3

I recently upgraded from Elasticsearch 1.4 to 5.4 and I'm struggling to migrate my autocomplete queries efficiently. The problem is that I want to have a completion suggester where the output is different from the input.

The documents I store have a field for categories which is basically an array of strings with their URIs (because they form a tree). The last part of the URI, I call it label, is the input in the completion suggester, but as a response I would like to retrieve the full URI.

So let's say I have two documents:

{
    "name" : "Lord of The Rings",
    "categories" : ["Books/Genre/Fantasy", "Books/Language/English"]
}

and

{
    "name" : "Game of Thrones",
    "categories" : ["Series/Genre/Fantasy", "Series/Host/HBO"]
}

My input is "Fant" and I want to get as a response the URIs for the "Series/Genre/Fantasy" and "Books/Genre/Fantasy" categories.

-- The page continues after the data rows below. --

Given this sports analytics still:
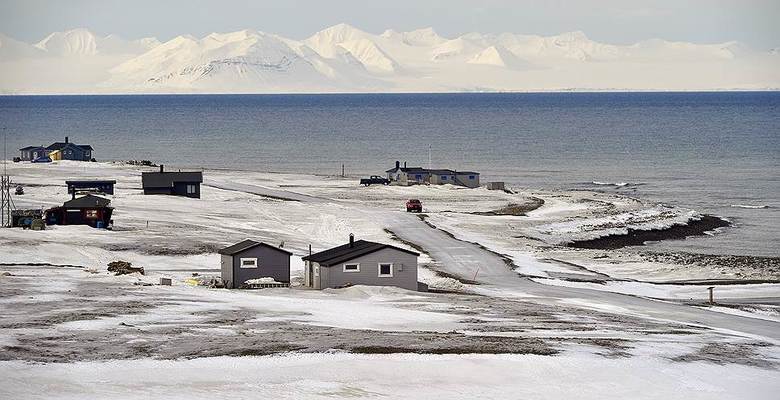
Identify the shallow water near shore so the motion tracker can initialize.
[0,92,780,257]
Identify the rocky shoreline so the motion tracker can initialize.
[567,215,731,250]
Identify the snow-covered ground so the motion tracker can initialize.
[0,354,780,400]
[0,161,780,398]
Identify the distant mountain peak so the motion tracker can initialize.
[0,23,780,93]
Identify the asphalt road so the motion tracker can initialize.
[218,182,780,344]
[387,213,780,343]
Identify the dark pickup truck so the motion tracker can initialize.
[360,175,390,186]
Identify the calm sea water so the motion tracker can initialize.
[0,92,780,256]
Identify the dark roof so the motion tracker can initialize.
[46,142,69,150]
[303,240,420,267]
[385,167,425,172]
[385,167,479,175]
[141,172,203,188]
[217,239,292,256]
[62,194,111,208]
[46,142,92,151]
[65,180,116,185]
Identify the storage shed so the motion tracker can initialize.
[46,194,114,228]
[303,235,419,291]
[218,239,292,289]
[141,165,203,199]
[65,180,116,194]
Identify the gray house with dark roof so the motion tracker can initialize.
[19,146,49,161]
[141,165,203,199]
[19,136,94,161]
[385,161,479,188]
[218,239,292,289]
[303,235,419,291]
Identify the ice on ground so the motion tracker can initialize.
[0,354,780,400]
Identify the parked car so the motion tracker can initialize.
[30,156,51,163]
[406,199,422,212]
[360,175,390,186]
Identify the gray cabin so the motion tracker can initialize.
[303,235,419,291]
[385,161,479,188]
[141,165,203,199]
[218,239,292,289]
[19,136,94,161]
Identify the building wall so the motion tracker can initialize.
[52,144,91,161]
[315,248,417,291]
[173,182,200,199]
[457,174,479,188]
[219,254,235,289]
[144,187,173,194]
[230,246,290,287]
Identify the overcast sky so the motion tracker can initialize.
[0,0,780,49]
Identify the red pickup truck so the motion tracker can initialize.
[406,199,422,212]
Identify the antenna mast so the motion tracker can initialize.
[428,143,433,169]
[0,127,14,228]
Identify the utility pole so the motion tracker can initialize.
[0,128,14,228]
[428,143,433,169]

Previously with ES 1.4, I was able to create a completion suggester with a different output for a given input, so I indexed my suggesters like this:

{
    "suggest" : {
        "input": [ "Fantasy"],
        "output": "Series/Genre/Fantasy"
    }
}

and

{
    "suggest" : {
        "input": [ "Fantasy"],
        "output": "Books/Genre/Fantasy"
    }
}

But in ES 5.4, the output property doesn't exist anymore for completion suggesters so all I get in the response is the input property of my suggest field, which is the label "Fantasy", but I want the URI.

Right now, my workaround is to look for the categories field of each document returned in the _source property of the response, and filter on the categories that have a label starting with the input "Fant". It is very inefficient since I need to map every category of every returned document into its label to check with the input.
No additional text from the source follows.